In this blog, we will describe how to enable OpenShift Container Platform (OCP) monitoring for
IBM Cloud Pak For Integration (CP4I) 2021.1. In the example, we are using a
RedHat Openshift Kubernetes Service (ROKS) cluster. However, these steps are applicable to other OpenShift services.
Overview
OCP 4.4 introduced a TechPreview feature for Application Monitoring, which GA'd in OCP 4.6. The
IBM Common Services (CS) monitoring service is changing to take advantage of the OCP monitoring feature. Once OCP monitoring is enabled, developers can run PromQL queries on application metrics on the OCP Console, by switching into
Developer perspective in the OpenShift Web Console and navigating into the 'Monitoring' section.
Since CS 3.6, the monitoring service has two modes,
CS monitoring and
OCP monitoring:
- CS monitoring installs a full Prometheus stack, the legacy common services implementation.
- OCP monitoring leverages OCP Monitoring (prometheus stack), provides customised Grafana and is the strategic direction going forward.
Model |
Operators |
Support OCP 4.5 and older |
Support OCP 4.6 and later |
CS Monitoring |
Exporter, PrometheusExt, Grafana |
Yes |
Yes |
OCP Monitoring |
Grafana |
No |
Yes |
Prerequisites
- you need to have the OpenShift CLI
oc
command installed on your local machine. See Getting started with the OpenShift CLI
- you are logged into your OpenShift cluster as a user with cluster administration privileges i.e. the cluster-admin role
We will also assume you have installed
Cloud Pak for Integration (CP4I).
Finally we will use an IBM Message Queue (MQ) instance to test the logging. You should:
- install the MQ operator as described here
- create an MQ instance as described either here or here
Once the MQ instance has been created, you should be able to see it on the CP4I home page:
Click on the menu button in the top-left corner and then browse to
Integration runtimes:
You should then see a resource table showing your MQ instance:
Checking for an existing monitoring dashboard
Click on the menu icon on the right side of the MQ row in your resources table and then select the "Monitoring" option from the menu.
Note there is often short delay before the Grafana dashboard tab appears. You may also need to enable popups in your browser for your cluster.

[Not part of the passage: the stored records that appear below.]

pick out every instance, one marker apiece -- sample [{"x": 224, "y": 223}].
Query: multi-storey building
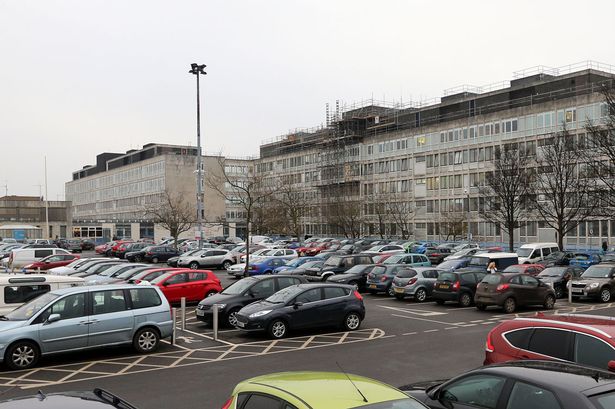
[
  {"x": 110, "y": 198},
  {"x": 417, "y": 169}
]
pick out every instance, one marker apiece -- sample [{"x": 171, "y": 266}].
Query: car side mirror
[{"x": 56, "y": 317}]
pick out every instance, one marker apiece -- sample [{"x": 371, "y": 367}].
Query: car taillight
[
  {"x": 489, "y": 344},
  {"x": 502, "y": 287},
  {"x": 227, "y": 404}
]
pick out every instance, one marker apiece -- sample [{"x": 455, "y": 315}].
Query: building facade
[
  {"x": 110, "y": 199},
  {"x": 417, "y": 170}
]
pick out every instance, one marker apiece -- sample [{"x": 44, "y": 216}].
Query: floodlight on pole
[{"x": 198, "y": 70}]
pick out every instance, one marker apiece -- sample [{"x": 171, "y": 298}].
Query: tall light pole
[{"x": 197, "y": 70}]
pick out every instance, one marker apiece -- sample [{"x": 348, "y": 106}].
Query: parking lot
[{"x": 399, "y": 342}]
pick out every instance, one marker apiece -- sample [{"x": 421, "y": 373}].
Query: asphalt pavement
[{"x": 400, "y": 342}]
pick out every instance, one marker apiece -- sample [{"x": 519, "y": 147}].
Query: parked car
[
  {"x": 512, "y": 290},
  {"x": 294, "y": 263},
  {"x": 194, "y": 285},
  {"x": 458, "y": 286},
  {"x": 380, "y": 278},
  {"x": 356, "y": 276},
  {"x": 241, "y": 293},
  {"x": 49, "y": 324},
  {"x": 304, "y": 306},
  {"x": 53, "y": 261},
  {"x": 596, "y": 282},
  {"x": 531, "y": 269},
  {"x": 584, "y": 260},
  {"x": 416, "y": 283},
  {"x": 215, "y": 258},
  {"x": 412, "y": 260},
  {"x": 317, "y": 390},
  {"x": 454, "y": 264},
  {"x": 521, "y": 385},
  {"x": 436, "y": 255},
  {"x": 558, "y": 277}
]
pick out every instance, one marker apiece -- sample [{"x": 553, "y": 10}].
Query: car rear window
[{"x": 406, "y": 274}]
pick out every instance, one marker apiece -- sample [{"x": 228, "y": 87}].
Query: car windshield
[
  {"x": 479, "y": 261},
  {"x": 333, "y": 261},
  {"x": 552, "y": 272},
  {"x": 27, "y": 310},
  {"x": 524, "y": 252},
  {"x": 407, "y": 403},
  {"x": 239, "y": 287},
  {"x": 597, "y": 272},
  {"x": 285, "y": 295}
]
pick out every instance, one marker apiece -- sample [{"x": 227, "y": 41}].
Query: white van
[
  {"x": 20, "y": 258},
  {"x": 535, "y": 252},
  {"x": 20, "y": 288}
]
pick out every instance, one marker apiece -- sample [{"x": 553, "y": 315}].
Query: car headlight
[{"x": 259, "y": 313}]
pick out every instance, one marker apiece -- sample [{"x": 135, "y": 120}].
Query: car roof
[
  {"x": 319, "y": 390},
  {"x": 597, "y": 323}
]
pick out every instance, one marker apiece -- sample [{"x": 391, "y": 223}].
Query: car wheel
[
  {"x": 231, "y": 317},
  {"x": 465, "y": 300},
  {"x": 420, "y": 295},
  {"x": 549, "y": 302},
  {"x": 510, "y": 305},
  {"x": 146, "y": 340},
  {"x": 605, "y": 295},
  {"x": 22, "y": 355},
  {"x": 352, "y": 321},
  {"x": 277, "y": 329}
]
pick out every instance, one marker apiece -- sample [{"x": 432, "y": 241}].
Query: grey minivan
[{"x": 71, "y": 319}]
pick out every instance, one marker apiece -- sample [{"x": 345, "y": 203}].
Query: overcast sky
[{"x": 81, "y": 77}]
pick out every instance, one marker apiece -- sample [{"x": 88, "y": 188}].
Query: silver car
[
  {"x": 417, "y": 282},
  {"x": 77, "y": 318}
]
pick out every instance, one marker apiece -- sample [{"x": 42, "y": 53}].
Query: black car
[
  {"x": 241, "y": 293},
  {"x": 304, "y": 306},
  {"x": 458, "y": 286},
  {"x": 521, "y": 385},
  {"x": 356, "y": 276},
  {"x": 558, "y": 277},
  {"x": 85, "y": 400}
]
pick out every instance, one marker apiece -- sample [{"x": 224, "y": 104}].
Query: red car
[
  {"x": 531, "y": 269},
  {"x": 55, "y": 260},
  {"x": 585, "y": 339},
  {"x": 194, "y": 285}
]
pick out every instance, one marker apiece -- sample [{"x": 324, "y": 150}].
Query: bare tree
[
  {"x": 247, "y": 191},
  {"x": 599, "y": 150},
  {"x": 172, "y": 213},
  {"x": 566, "y": 194},
  {"x": 506, "y": 191}
]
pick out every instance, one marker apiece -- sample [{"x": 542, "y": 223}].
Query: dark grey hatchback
[{"x": 304, "y": 306}]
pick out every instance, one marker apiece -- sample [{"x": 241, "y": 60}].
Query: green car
[{"x": 318, "y": 390}]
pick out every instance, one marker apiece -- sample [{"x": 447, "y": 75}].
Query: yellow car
[{"x": 317, "y": 390}]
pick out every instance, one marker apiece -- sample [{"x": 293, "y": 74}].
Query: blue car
[
  {"x": 266, "y": 266},
  {"x": 292, "y": 264},
  {"x": 584, "y": 260}
]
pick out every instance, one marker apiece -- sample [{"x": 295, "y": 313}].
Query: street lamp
[{"x": 197, "y": 70}]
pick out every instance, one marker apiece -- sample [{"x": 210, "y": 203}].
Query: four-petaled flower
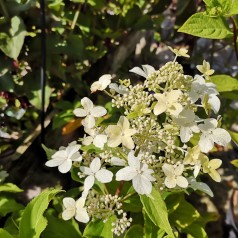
[
  {"x": 211, "y": 134},
  {"x": 210, "y": 167},
  {"x": 89, "y": 112},
  {"x": 94, "y": 137},
  {"x": 120, "y": 134},
  {"x": 145, "y": 72},
  {"x": 95, "y": 171},
  {"x": 168, "y": 102},
  {"x": 180, "y": 52},
  {"x": 174, "y": 176},
  {"x": 205, "y": 68},
  {"x": 201, "y": 89},
  {"x": 186, "y": 121},
  {"x": 139, "y": 173},
  {"x": 65, "y": 157},
  {"x": 102, "y": 83},
  {"x": 75, "y": 209}
]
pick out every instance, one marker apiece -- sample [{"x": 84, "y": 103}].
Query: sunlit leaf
[{"x": 202, "y": 25}]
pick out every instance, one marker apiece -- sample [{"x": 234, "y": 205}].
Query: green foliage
[
  {"x": 205, "y": 26},
  {"x": 58, "y": 228},
  {"x": 135, "y": 231},
  {"x": 225, "y": 83},
  {"x": 11, "y": 42},
  {"x": 8, "y": 205},
  {"x": 99, "y": 229},
  {"x": 5, "y": 234},
  {"x": 156, "y": 210},
  {"x": 10, "y": 188},
  {"x": 184, "y": 216},
  {"x": 33, "y": 222}
]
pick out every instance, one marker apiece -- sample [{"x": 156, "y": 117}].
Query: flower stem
[
  {"x": 119, "y": 188},
  {"x": 235, "y": 36}
]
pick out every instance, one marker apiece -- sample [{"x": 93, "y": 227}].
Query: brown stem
[
  {"x": 119, "y": 188},
  {"x": 234, "y": 36}
]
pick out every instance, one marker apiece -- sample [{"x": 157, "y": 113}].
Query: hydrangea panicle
[{"x": 146, "y": 143}]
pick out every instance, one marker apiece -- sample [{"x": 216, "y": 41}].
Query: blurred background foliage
[{"x": 85, "y": 39}]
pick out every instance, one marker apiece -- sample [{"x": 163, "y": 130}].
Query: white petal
[
  {"x": 95, "y": 86},
  {"x": 179, "y": 169},
  {"x": 69, "y": 211},
  {"x": 100, "y": 140},
  {"x": 86, "y": 170},
  {"x": 127, "y": 174},
  {"x": 87, "y": 104},
  {"x": 89, "y": 182},
  {"x": 72, "y": 149},
  {"x": 206, "y": 142},
  {"x": 197, "y": 168},
  {"x": 95, "y": 165},
  {"x": 185, "y": 134},
  {"x": 68, "y": 202},
  {"x": 104, "y": 176},
  {"x": 128, "y": 142},
  {"x": 215, "y": 103},
  {"x": 182, "y": 182},
  {"x": 133, "y": 161},
  {"x": 159, "y": 108},
  {"x": 215, "y": 175},
  {"x": 98, "y": 111},
  {"x": 68, "y": 214},
  {"x": 168, "y": 170},
  {"x": 76, "y": 157},
  {"x": 221, "y": 136},
  {"x": 141, "y": 184},
  {"x": 138, "y": 71},
  {"x": 117, "y": 161},
  {"x": 65, "y": 166},
  {"x": 87, "y": 140},
  {"x": 148, "y": 69},
  {"x": 170, "y": 182},
  {"x": 88, "y": 121},
  {"x": 54, "y": 162},
  {"x": 79, "y": 112}
]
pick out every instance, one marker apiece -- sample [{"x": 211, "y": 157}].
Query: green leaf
[
  {"x": 233, "y": 9},
  {"x": 5, "y": 234},
  {"x": 196, "y": 231},
  {"x": 10, "y": 187},
  {"x": 8, "y": 205},
  {"x": 150, "y": 230},
  {"x": 49, "y": 152},
  {"x": 225, "y": 83},
  {"x": 33, "y": 222},
  {"x": 202, "y": 25},
  {"x": 185, "y": 214},
  {"x": 60, "y": 228},
  {"x": 156, "y": 210},
  {"x": 200, "y": 186},
  {"x": 99, "y": 229},
  {"x": 11, "y": 44},
  {"x": 35, "y": 98},
  {"x": 135, "y": 231}
]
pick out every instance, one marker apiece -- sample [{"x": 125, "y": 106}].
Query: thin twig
[
  {"x": 119, "y": 188},
  {"x": 4, "y": 9},
  {"x": 234, "y": 36}
]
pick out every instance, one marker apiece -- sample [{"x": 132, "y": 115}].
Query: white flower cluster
[{"x": 160, "y": 140}]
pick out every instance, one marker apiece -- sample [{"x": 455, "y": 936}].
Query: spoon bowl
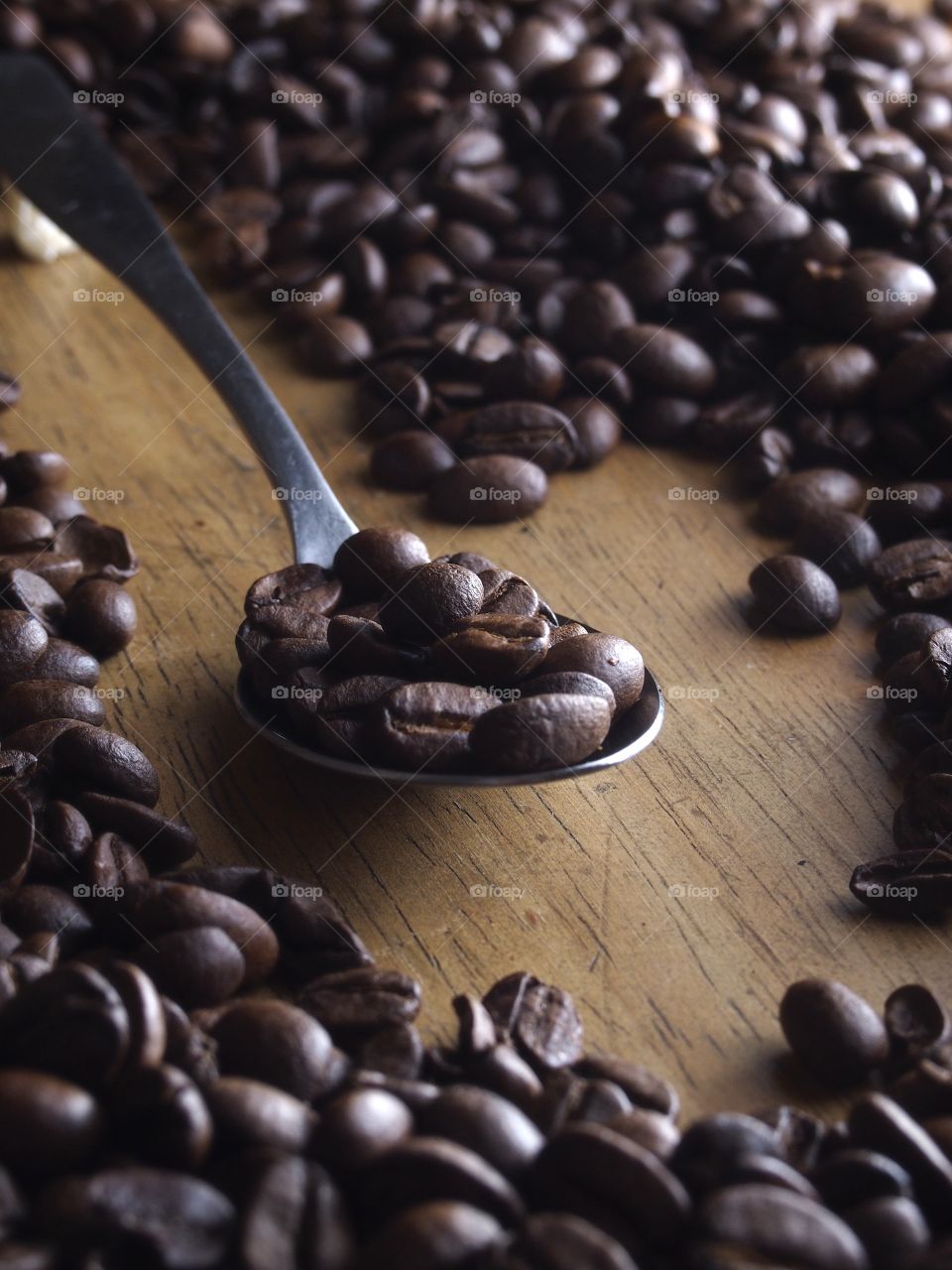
[{"x": 58, "y": 158}]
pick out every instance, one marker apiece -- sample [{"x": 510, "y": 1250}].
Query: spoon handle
[{"x": 63, "y": 166}]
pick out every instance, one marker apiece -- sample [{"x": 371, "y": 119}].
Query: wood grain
[{"x": 772, "y": 776}]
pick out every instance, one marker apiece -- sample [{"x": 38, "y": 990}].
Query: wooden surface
[{"x": 771, "y": 780}]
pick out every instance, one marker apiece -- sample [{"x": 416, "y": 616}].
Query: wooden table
[{"x": 772, "y": 778}]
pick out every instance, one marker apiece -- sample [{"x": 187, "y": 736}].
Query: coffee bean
[
  {"x": 46, "y": 1124},
  {"x": 23, "y": 642},
  {"x": 774, "y": 1224},
  {"x": 525, "y": 430},
  {"x": 494, "y": 648},
  {"x": 796, "y": 498},
  {"x": 606, "y": 657},
  {"x": 489, "y": 489},
  {"x": 371, "y": 562},
  {"x": 276, "y": 1043},
  {"x": 912, "y": 575},
  {"x": 361, "y": 1001},
  {"x": 794, "y": 593},
  {"x": 833, "y": 1032},
  {"x": 841, "y": 543},
  {"x": 411, "y": 460},
  {"x": 359, "y": 1125},
  {"x": 430, "y": 601},
  {"x": 436, "y": 1234},
  {"x": 905, "y": 633},
  {"x": 548, "y": 730},
  {"x": 35, "y": 699}
]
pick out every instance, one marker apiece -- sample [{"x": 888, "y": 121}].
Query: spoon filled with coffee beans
[{"x": 366, "y": 656}]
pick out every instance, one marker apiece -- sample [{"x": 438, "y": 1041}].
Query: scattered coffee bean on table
[{"x": 451, "y": 665}]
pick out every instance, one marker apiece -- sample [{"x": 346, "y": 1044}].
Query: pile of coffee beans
[
  {"x": 404, "y": 662},
  {"x": 536, "y": 229}
]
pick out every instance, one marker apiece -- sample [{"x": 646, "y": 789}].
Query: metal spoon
[{"x": 62, "y": 164}]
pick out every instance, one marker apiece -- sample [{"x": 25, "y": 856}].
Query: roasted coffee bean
[
  {"x": 411, "y": 460},
  {"x": 774, "y": 1224},
  {"x": 485, "y": 1123},
  {"x": 526, "y": 430},
  {"x": 915, "y": 1020},
  {"x": 606, "y": 657},
  {"x": 371, "y": 562},
  {"x": 494, "y": 648},
  {"x": 430, "y": 601},
  {"x": 159, "y": 1114},
  {"x": 489, "y": 489},
  {"x": 796, "y": 498},
  {"x": 793, "y": 593},
  {"x": 539, "y": 731},
  {"x": 906, "y": 633},
  {"x": 64, "y": 661},
  {"x": 23, "y": 642},
  {"x": 48, "y": 1125},
  {"x": 276, "y": 1043},
  {"x": 436, "y": 1234},
  {"x": 833, "y": 1032},
  {"x": 361, "y": 1001},
  {"x": 175, "y": 1218},
  {"x": 912, "y": 575},
  {"x": 841, "y": 543}
]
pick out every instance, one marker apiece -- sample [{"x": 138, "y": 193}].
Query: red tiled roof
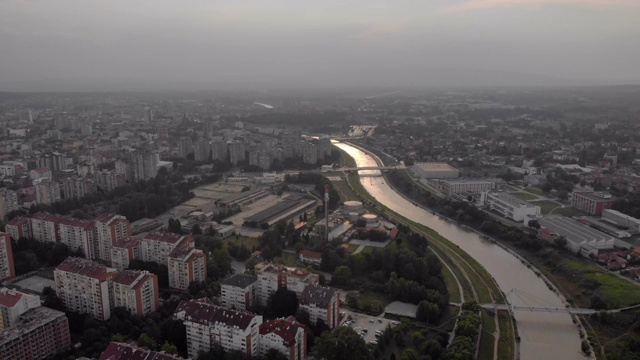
[
  {"x": 285, "y": 329},
  {"x": 311, "y": 254},
  {"x": 203, "y": 311},
  {"x": 85, "y": 267}
]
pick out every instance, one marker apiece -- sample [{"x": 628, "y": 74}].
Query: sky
[{"x": 156, "y": 44}]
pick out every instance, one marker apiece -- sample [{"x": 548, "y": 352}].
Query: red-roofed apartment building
[
  {"x": 77, "y": 235},
  {"x": 18, "y": 227},
  {"x": 123, "y": 251},
  {"x": 84, "y": 286},
  {"x": 7, "y": 268},
  {"x": 186, "y": 264},
  {"x": 208, "y": 324},
  {"x": 122, "y": 351},
  {"x": 287, "y": 336},
  {"x": 137, "y": 291},
  {"x": 109, "y": 229}
]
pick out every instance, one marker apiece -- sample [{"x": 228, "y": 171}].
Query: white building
[
  {"x": 84, "y": 286},
  {"x": 287, "y": 336},
  {"x": 137, "y": 291},
  {"x": 238, "y": 292},
  {"x": 510, "y": 206},
  {"x": 208, "y": 325},
  {"x": 322, "y": 304}
]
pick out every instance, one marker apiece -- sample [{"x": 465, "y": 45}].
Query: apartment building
[
  {"x": 322, "y": 304},
  {"x": 157, "y": 245},
  {"x": 44, "y": 226},
  {"x": 39, "y": 333},
  {"x": 271, "y": 277},
  {"x": 7, "y": 266},
  {"x": 208, "y": 324},
  {"x": 18, "y": 227},
  {"x": 238, "y": 292},
  {"x": 123, "y": 251},
  {"x": 84, "y": 286},
  {"x": 109, "y": 229},
  {"x": 593, "y": 203},
  {"x": 122, "y": 351},
  {"x": 14, "y": 303},
  {"x": 510, "y": 206},
  {"x": 286, "y": 336},
  {"x": 186, "y": 264},
  {"x": 137, "y": 291},
  {"x": 77, "y": 234}
]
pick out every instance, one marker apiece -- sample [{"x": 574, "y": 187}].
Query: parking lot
[{"x": 366, "y": 325}]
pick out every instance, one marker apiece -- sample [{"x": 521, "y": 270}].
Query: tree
[{"x": 342, "y": 343}]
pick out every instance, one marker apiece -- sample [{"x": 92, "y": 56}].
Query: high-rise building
[
  {"x": 109, "y": 229},
  {"x": 137, "y": 291},
  {"x": 84, "y": 286},
  {"x": 7, "y": 267},
  {"x": 77, "y": 234},
  {"x": 186, "y": 264},
  {"x": 208, "y": 325}
]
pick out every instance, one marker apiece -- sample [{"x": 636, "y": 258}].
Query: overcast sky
[{"x": 323, "y": 42}]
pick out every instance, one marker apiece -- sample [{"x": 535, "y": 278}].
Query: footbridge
[{"x": 535, "y": 304}]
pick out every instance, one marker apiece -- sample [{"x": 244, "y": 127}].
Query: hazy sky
[{"x": 323, "y": 43}]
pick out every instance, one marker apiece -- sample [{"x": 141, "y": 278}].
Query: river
[{"x": 543, "y": 335}]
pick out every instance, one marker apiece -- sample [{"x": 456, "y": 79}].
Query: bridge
[{"x": 535, "y": 304}]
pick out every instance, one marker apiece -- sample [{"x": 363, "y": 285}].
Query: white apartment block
[
  {"x": 208, "y": 325},
  {"x": 186, "y": 264},
  {"x": 510, "y": 206},
  {"x": 84, "y": 286},
  {"x": 7, "y": 268},
  {"x": 238, "y": 292},
  {"x": 44, "y": 227},
  {"x": 14, "y": 303},
  {"x": 322, "y": 304},
  {"x": 287, "y": 336},
  {"x": 271, "y": 277},
  {"x": 77, "y": 235},
  {"x": 156, "y": 245},
  {"x": 109, "y": 228},
  {"x": 137, "y": 291}
]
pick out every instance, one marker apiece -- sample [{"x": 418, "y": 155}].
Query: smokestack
[{"x": 326, "y": 212}]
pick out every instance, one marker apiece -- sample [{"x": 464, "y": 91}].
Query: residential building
[
  {"x": 620, "y": 219},
  {"x": 123, "y": 251},
  {"x": 18, "y": 227},
  {"x": 137, "y": 291},
  {"x": 109, "y": 229},
  {"x": 286, "y": 336},
  {"x": 271, "y": 277},
  {"x": 238, "y": 292},
  {"x": 310, "y": 257},
  {"x": 77, "y": 234},
  {"x": 591, "y": 202},
  {"x": 84, "y": 286},
  {"x": 186, "y": 264},
  {"x": 510, "y": 206},
  {"x": 14, "y": 303},
  {"x": 44, "y": 226},
  {"x": 122, "y": 351},
  {"x": 39, "y": 333},
  {"x": 322, "y": 304},
  {"x": 7, "y": 266},
  {"x": 208, "y": 325},
  {"x": 157, "y": 245}
]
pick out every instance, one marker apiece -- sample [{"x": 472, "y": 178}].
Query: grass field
[
  {"x": 546, "y": 206},
  {"x": 525, "y": 196},
  {"x": 616, "y": 292}
]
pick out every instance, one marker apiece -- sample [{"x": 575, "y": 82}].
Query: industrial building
[{"x": 432, "y": 170}]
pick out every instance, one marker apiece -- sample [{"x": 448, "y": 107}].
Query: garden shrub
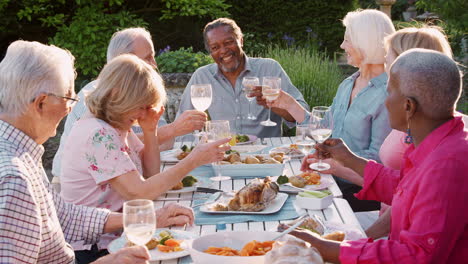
[
  {"x": 292, "y": 22},
  {"x": 311, "y": 71},
  {"x": 88, "y": 35},
  {"x": 182, "y": 60}
]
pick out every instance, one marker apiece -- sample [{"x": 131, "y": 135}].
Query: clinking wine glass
[
  {"x": 139, "y": 221},
  {"x": 216, "y": 130},
  {"x": 249, "y": 84},
  {"x": 271, "y": 87},
  {"x": 201, "y": 96},
  {"x": 321, "y": 130}
]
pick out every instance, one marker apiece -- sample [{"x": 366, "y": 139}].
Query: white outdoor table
[{"x": 339, "y": 211}]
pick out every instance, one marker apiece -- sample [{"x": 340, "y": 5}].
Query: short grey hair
[
  {"x": 30, "y": 69},
  {"x": 122, "y": 41},
  {"x": 431, "y": 78},
  {"x": 221, "y": 22},
  {"x": 366, "y": 30}
]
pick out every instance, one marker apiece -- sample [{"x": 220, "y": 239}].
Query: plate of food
[
  {"x": 244, "y": 165},
  {"x": 290, "y": 150},
  {"x": 307, "y": 180},
  {"x": 188, "y": 184},
  {"x": 245, "y": 139},
  {"x": 175, "y": 155},
  {"x": 165, "y": 244},
  {"x": 260, "y": 196}
]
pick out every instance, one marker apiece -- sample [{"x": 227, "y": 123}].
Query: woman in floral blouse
[{"x": 104, "y": 162}]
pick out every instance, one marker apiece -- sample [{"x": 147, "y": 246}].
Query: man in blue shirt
[{"x": 223, "y": 40}]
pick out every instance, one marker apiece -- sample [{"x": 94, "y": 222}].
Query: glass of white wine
[
  {"x": 139, "y": 221},
  {"x": 321, "y": 129},
  {"x": 271, "y": 87},
  {"x": 304, "y": 141},
  {"x": 249, "y": 84},
  {"x": 201, "y": 96},
  {"x": 216, "y": 130}
]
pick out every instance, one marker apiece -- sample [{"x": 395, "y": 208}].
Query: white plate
[
  {"x": 296, "y": 154},
  {"x": 185, "y": 189},
  {"x": 351, "y": 232},
  {"x": 252, "y": 139},
  {"x": 156, "y": 255},
  {"x": 249, "y": 148},
  {"x": 170, "y": 155},
  {"x": 325, "y": 182},
  {"x": 273, "y": 207}
]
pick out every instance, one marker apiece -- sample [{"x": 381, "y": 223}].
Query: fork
[{"x": 220, "y": 194}]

You should then see the Grafana dashboard, for example:
Checking which monitoring stack you are using
You can check which monitoring stack is being used by checking the pod names in the CS
ibm-common-services namespace :
oc get po -n ibm-common-services | grep monitoring
If
CS monitoring is being used, you will see something similar to:
alertmanager-ibm-monitoring-alertmanager-0 3/3 Running 0 108m
ibm-monitoring-collectd-689d976674-6ccwj 2/2 Running 0 108m
ibm-monitoring-exporters-operator-7b75487bfb-4c6n8 1/1 Running 0 110m
ibm-monitoring-grafana-6889f4b5c9-zvg9c 3/3 Running 5 109m
ibm-monitoring-grafana-operator-c75496696-wtf7t 1/1 Running 0 110m
ibm-monitoring-kube-state-6db6b74cd8-fmp7r 2/2 Running 0 108m
ibm-monitoring-mcm-ctl-685b97ff-np9rb 1/1 Running 0 108m
ibm-monitoring-nodeexporter-5m4sn 2/2 Running 0 108m
ibm-monitoring-nodeexporter-6khpz 2/2 Running 0 108m
ibm-monitoring-nodeexporter-6m5ws 2/2 Running 0 108m
ibm-monitoring-nodeexporter-gkcgm 2/2 Running 0 108m
ibm-monitoring-nodeexporter-hbc7w 2/2 Running 0 108m
ibm-monitoring-nodeexporter-rz56g 2/2 Running 0 108m
ibm-monitoring-nodeexporter-wrmhm 2/2 Running 0 108m
ibm-monitoring-prometheus-operator-667f78db48-ll7pt 1/1 Running 0 109m
ibm-monitoring-prometheus-operator-ext-5dffccc4f5-cf6lz 1/1 Running 0 110m
prometheus-ibm-monitoring-prometheus-0 4/4 Running 5 108m
If
OCP monitoring is already being used, you will see something similar to:
ibm-monitoring-grafana-5b9bbdcd-495dg 4/4 Running 15 3d21h
ibm-monitoring-grafana-operator-76bc8bbdc8-5vsns 1/1 Running 0 3d22h
Enabling OCP monitoring
Assuming you are not already using OCP monitoring, you can enable it by following these instructions.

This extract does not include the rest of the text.